Henri Arnauld (1597-1692) was a French Catholic bishop.

Arnauld was born in Paris, and was first destined for the Bar, but was taken to Rome by Cardinal Bentivoglio and during this absence, which lasted five years, the court granted him (1624) the Abbey of Saint-Nicholas. In 1637 the Chapter of Toul offered him the bishopric of Toul, and the king, at the recommendation of Father Joseph, confirmed the choice. He was obliged to wait three years for his Bulls, which were delayed by the difficulties between the court and the Holy See. He is close to some of the most famous writer of the time (Sébastien Guez de Balzac, François Maynard, etc.) and write poems.

At the time of the quarrel between Pope Innocent X and the Barberini, Arnauld was sent to Rome as chargé d'affaires of France. He acquitted himself of this mission with adroitness. The pope could not deny him the return of the cardinals, who were reinstated in their possessions and dignities. He returned with the reputation of being one of the most politic prelates in the kingdom.
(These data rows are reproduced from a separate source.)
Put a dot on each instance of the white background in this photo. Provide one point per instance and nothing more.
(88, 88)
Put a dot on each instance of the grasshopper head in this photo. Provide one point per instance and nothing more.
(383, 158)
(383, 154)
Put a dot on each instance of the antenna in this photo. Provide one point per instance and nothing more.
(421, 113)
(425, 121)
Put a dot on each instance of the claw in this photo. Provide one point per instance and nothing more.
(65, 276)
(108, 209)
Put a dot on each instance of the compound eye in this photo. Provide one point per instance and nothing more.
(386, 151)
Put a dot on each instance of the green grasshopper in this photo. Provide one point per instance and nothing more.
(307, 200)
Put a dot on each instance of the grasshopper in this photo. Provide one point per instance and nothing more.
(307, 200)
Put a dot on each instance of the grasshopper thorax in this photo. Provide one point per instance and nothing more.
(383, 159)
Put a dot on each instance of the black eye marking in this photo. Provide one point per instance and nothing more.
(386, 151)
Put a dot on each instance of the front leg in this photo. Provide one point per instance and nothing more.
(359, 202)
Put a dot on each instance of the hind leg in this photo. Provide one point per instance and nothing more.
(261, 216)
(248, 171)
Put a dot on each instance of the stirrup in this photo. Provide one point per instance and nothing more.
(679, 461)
Being offered the Bishopric of Périgueux (1650), he refused, but accepted the see of Angers in which was situated his Abbey of Saint-Nicholas. During his episcopate of forty-two years, he showed extraordinary ability in the service of the Jansenists and of his family. Having once entered on this path, he concentrated all his energies to keep from yielding, and thus to save his own honour and that of his brother Antoine Arnauld. This involved him in many difficulties, and caused many dissensions in his diocese.

His entrance into the quarrel aroused by Jansenism was most exciting. When Louis XIV ordered the bishops to sign the Formulary drawn up by the Assembly of the Clergy in 1661, Arnauld as the Bishop of Angers wrote a letter to the king sustaining the famous distinction of Pierre Nicole between "fact" and "law". The king having shown marked displeasure, the bishop wrote to the pope a letter of the same import, but Pope Alexander VII made no reply. The obstinate Arnauld then wrote to Péréfixe, Archbishop of Paris, to forestall the tempest which the obligation of signing the Formulary would arouse at Port-Royal. At the same time he encouraged the religious to resist or take refuge in subtleties.
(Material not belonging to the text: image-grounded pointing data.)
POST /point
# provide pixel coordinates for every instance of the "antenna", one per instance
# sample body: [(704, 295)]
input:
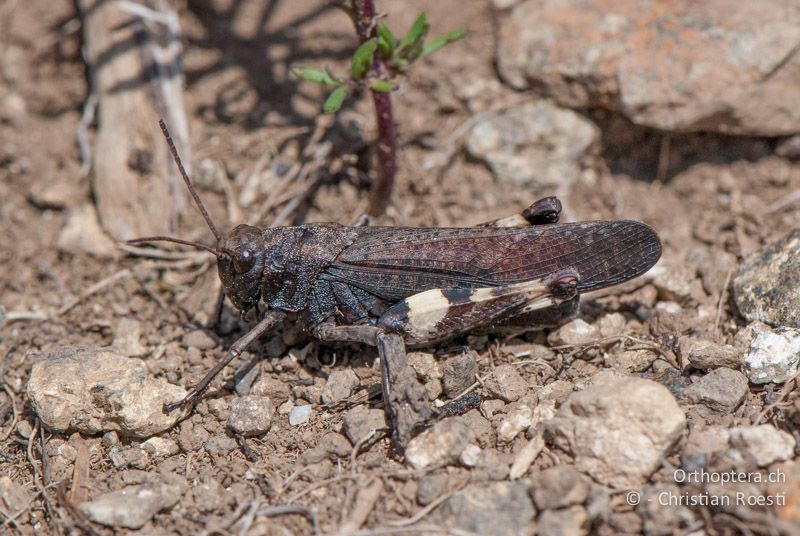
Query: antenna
[(188, 182)]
Arnauld was one of the four prelates who in 1665 loftily refused to sign the Formulary of Alexander VII, and issued a mandate against it. He was about to be cited before an ecclesiastical tribunal when the pope died. Pope Clement IX, successor to Alexander VII, judged it preferable in the interests of religion to silence the whole affair. He accorded the Clementine peace to this party, and they took advantage of it.
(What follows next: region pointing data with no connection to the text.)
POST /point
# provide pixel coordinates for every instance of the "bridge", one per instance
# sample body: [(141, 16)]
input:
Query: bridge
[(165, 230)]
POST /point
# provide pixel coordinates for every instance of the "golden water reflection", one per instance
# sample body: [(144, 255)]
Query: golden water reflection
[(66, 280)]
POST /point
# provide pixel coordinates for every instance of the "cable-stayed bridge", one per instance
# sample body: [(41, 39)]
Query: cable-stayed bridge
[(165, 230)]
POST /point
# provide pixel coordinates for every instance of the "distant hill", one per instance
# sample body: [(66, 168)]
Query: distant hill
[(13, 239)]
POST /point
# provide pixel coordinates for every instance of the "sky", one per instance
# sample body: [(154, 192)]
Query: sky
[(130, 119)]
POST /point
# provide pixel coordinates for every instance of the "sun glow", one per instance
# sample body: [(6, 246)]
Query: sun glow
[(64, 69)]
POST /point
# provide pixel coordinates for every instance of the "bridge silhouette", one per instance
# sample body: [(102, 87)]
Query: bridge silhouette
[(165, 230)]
The bishop preserved his Jansenism to the end. He pursued with disfavour the partisans of orthodoxy. One should read the "Mémoires" of Joseph Grandet, third superior of the Seminary of Angers, to know to what a degree Jansenism had imbued the bishop. He was energetic, austere, devoted to his duty, and filled with zeal.

In 1652, when the queen mother was approaching to inflict punishment on the city of Angers, which was in revolt, the bishop appeased her with a word. On giving her Holy Communion, he said: "Receive, Madame, your God, Who pardoned His enemies when dying on the Cross." There is still quoted a saying of his illustrating his love of work. One day, on being requested to take a day each week for relaxation, he replied: "I shall willingly do so, if you give me a day on which I am not bishop." He remains one of the most enigmatical figures of the seventeenth-century episcopate.

The negotiations carried on by him at the Court of Rome and various Italian courts have been published in five volumes (Paris, 1745).